Вскоре загрохотала выбираемая якорная цепь. Один матрос обмывал ил с якоря, другие выбирали канаты.
Бахирев, Друт, стоя с Будариным, наблюдали отшвартовку.
— Быстро работают, — произнес задумчиво Бударин. — Эх, как я соскучился по дому, по сыновьям. Увидеть бы семью, побыть дома, увидеть своих моряков, узнать, как работают, как им плавается! Скоро ли увидимся? Скоро ли сами начнем плавать?..
Море медленно колыхалось, словно дышало. Пароход шел быстро. Морякам приказали перейти в трюм.
В трюме не хватало воздуха, особенно было трудно больным. Всюду сновали крысы.

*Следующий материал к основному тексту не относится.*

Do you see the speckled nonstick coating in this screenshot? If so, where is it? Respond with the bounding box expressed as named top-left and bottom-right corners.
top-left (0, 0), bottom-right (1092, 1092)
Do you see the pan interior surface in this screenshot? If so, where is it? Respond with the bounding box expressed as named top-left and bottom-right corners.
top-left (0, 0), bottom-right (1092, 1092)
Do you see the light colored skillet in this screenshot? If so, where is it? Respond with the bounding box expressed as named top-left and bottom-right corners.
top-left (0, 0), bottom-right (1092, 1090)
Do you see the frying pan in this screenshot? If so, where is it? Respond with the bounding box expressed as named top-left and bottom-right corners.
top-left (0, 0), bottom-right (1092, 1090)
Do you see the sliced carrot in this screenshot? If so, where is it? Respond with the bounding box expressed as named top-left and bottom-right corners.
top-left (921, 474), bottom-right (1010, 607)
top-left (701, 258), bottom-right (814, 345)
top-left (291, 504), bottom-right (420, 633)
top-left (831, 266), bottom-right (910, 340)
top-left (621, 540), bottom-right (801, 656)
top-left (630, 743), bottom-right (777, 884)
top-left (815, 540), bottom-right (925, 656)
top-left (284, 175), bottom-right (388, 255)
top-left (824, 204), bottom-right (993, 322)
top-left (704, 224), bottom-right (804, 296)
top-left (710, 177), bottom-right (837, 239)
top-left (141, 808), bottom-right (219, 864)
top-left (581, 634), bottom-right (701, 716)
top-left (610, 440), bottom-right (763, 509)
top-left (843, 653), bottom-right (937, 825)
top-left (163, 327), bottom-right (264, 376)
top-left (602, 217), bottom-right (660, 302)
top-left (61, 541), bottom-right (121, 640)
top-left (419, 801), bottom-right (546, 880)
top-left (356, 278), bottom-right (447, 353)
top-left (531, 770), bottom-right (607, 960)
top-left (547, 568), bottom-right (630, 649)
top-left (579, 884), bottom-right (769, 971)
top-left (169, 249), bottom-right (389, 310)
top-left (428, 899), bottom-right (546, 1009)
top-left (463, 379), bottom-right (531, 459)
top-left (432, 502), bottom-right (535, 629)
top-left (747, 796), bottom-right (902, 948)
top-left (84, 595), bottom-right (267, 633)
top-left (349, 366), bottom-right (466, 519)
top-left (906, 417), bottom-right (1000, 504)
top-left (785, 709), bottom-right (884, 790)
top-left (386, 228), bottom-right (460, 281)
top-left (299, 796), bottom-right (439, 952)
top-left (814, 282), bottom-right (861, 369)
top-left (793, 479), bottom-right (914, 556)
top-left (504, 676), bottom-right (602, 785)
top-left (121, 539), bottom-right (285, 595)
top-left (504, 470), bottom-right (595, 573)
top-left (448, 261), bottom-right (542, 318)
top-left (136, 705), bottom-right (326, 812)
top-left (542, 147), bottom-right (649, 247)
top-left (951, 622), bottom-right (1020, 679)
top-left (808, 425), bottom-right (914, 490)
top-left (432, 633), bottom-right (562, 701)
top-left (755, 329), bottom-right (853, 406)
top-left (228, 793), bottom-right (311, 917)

Вскоре сюда спустились японские солдаты.
Один из них говорил по-русски. Бударин, умеющий всегда и везде начать разговор, затеял беседу с ними. Солдаты принесли воды, угостили моряков сигаретами. Когда все ушли, молодой худощавый солдат в очках — тот, что говорил по-русски, — немного задержался. Он тихо сказал Бударину:
— Под Старинградом русски окружили джерман и уничтожили. Очена много уничтожили. Русски храбрые солдаты! Сейчас русски везде наступают. Джерман кричат: «Гитрел капут!»
Затем он рассказал о себе, что раньше был рыбаком, встречался с русскими. Оглянувшись кругом, добавил:
— Многие из нас думай, что скоро кончится война и что скоро мы займемся своим делом. Война нужна богачам, от войны они жиреют.
Солдат поднялся из трюма. Проводив его глазами, Бударин, обращаясь ко всем, произнес:
— Теперь все ясно. Если солдаты уже знают о какой-то большой победе советских войск, то японские власти не посмеют что-либо сделать с нами. Это ясно. Ясно и то, что наши наступают, раз этого японские офицеры не в силах скрыть от своих подчиненных. Ясно и то, что японские солдаты думают о мире, а не о войне…
— Корабль идет на север. Я ночью узнал это по звездам, — заметил Демидов.
И это сообщение вызвало общее оживление. Все заговорили, высказывая различные предположения о скором возвращении на Родину.
— Не узнаем родных. Ведь почти два года прошло. Да и родные нас не узнают, — высказал предположение Друт. — Дочь просила кокосовых орехов привезти. А с каким бы аппетитом я съел маленький-премаленький кусочек хлеба и обнял бы своих дочурок!..
— Вон Илья Бахирев в узле возит орех. По всем тюрьмам таскал его. Наверное, сыну.
— Это водяные часы. Их Датук подарил мне, — отозвался Бахирев.
Он развязал свой узел, недоуменно взял в руки детскую рукавичку, и лицо его озарила теплая улыбка.
— Да, как-то там, на западе? Вот узнал, что наступают наши, и так стало радостно… У меня дети на западе, — тихо проговорил кто-то в дальнем углу.
И при этих словах Бахирев вспомнил малайскую девочку Ласу с большими черными испуганными глазами с острова Большая Натуна, погибшую от пули японского офицера.
Бахирев посмотрел на говорившего, но ничего не сказал, а молча отвел взгляд на отпотевший борт, по которому струились, как слезы, блестящие капли. За бортом беспокойно шумела вода.
…Через несколько дней загремел отдаваемый якорь, послышался топот множества ног. Все замолчали, прислушиваясь. Пришли японцы, приказали жестами морякам: выходите наверх!
Корабль стоял на рейде. Вдали, на острове, виднелся город.
— Сянган! — узнал Погребной.
Корабль облепили со всех сторон китайские джонки.
Началась торговля рисом[16]. Японский боцман куль за кулем продавал рис. Поднялся гвалт, гортанный крик. Тут же стоял старший помощник капитана — низенький, толстый японец. В течение часа было продано, вероятно, тонн двести. После этого боцман подобрал мешочки с серебряными деньгами и ушел со своим старпомом в каюту.